I was pleased to hear the latest announcement from the government promise to protect more leaseholders from the costs of dangerous cladding and other fire safety problems. This is long overdue.

From my work as Shadow Housing Secretary, until May 2021, and in my ongoing campaigning in Bristol, I have seen how this crisis has devastated people’s lives since the Grenfell Tower disaster in 2017. I recently compiled many Bristolians’ experiences in a letter to Michael Gove.

The government had originally proposed that people in buildings below 18 metres tall would be forced to take out loans to fix flammable cladding. This new announcement is a U-turn, instead forcing developers to pay the costs of their own corner-cutting and mistakes.

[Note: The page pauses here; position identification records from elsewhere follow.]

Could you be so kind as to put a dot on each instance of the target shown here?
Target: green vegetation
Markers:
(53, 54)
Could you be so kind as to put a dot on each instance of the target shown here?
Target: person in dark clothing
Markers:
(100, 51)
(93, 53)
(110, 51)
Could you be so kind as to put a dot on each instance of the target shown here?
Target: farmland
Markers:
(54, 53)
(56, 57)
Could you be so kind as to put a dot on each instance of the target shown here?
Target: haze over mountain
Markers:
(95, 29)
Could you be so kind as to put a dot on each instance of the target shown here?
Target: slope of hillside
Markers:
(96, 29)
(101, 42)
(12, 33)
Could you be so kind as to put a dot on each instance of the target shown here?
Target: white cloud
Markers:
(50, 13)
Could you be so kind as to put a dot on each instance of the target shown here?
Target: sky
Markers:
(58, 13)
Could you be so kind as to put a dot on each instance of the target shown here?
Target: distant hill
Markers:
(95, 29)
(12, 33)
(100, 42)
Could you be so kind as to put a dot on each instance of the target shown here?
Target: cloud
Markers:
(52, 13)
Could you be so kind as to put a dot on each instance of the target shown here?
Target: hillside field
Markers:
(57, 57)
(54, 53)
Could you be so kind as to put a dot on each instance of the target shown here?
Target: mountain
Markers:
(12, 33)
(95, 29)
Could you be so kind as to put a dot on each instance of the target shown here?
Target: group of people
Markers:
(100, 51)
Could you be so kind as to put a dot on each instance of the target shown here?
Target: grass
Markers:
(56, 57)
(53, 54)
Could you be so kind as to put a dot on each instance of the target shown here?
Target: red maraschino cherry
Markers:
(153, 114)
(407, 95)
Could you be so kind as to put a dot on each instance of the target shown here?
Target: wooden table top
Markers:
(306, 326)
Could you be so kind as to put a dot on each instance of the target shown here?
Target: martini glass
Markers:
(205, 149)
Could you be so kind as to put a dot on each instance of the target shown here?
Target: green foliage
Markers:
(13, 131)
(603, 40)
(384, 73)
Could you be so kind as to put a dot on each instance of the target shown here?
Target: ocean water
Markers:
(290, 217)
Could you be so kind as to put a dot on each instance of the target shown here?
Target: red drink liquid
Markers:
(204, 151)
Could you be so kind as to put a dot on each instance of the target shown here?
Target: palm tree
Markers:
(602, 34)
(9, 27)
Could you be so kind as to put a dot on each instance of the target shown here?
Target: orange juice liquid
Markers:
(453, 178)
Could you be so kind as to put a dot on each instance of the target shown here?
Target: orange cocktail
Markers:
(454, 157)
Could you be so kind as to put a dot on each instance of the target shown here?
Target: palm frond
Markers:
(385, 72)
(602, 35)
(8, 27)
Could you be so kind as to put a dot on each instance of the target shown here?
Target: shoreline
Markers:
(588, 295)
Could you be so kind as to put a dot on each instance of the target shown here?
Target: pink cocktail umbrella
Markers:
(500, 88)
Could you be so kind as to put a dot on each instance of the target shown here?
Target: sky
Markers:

This proposal is similar to a solution Labour has been pushing for a long time.

The Tory government has long fought against taking this step. Ministers have repeatedly prioritised the interests of of property developers, many of whom donate vast sums to the Tory party. But it seems they are now being forced to do the right thing, thanks to campaigning by activists and Labour.

I’d like to congratulate everyone who has pushed for this change over many years. It has been hard won. Many of the activists campaigning hard for this change have also suffered immense stress and anxiety, trapped in dangerous flats with mounting bills.

But before we celebrate Michael Gove’s apparent change of heart, I think we should be cautious. It is not clear how the policy will be funded or enforced.

Furthermore, affected residents should be wary of trusting the Tories’ word on this. We have been here before. When I was Shadow Housing Secretary, my team and I counted 17 instances when government ministers (including Prime Ministers May and Johnson) had promised that leaseholders would not pay for a problem they did not cause. Subsequent policies broke this promise, heaping eye-watering costs onto leaseholders.

In fact, ministers have broken many other promises when it comes to cladding – and residents have often ended up losing out.

I will examine the detail of these announcements and keep fighting for justice. There is still a long way to go towards fixing this crisis. But the announcement yesterday was a step in the right direction.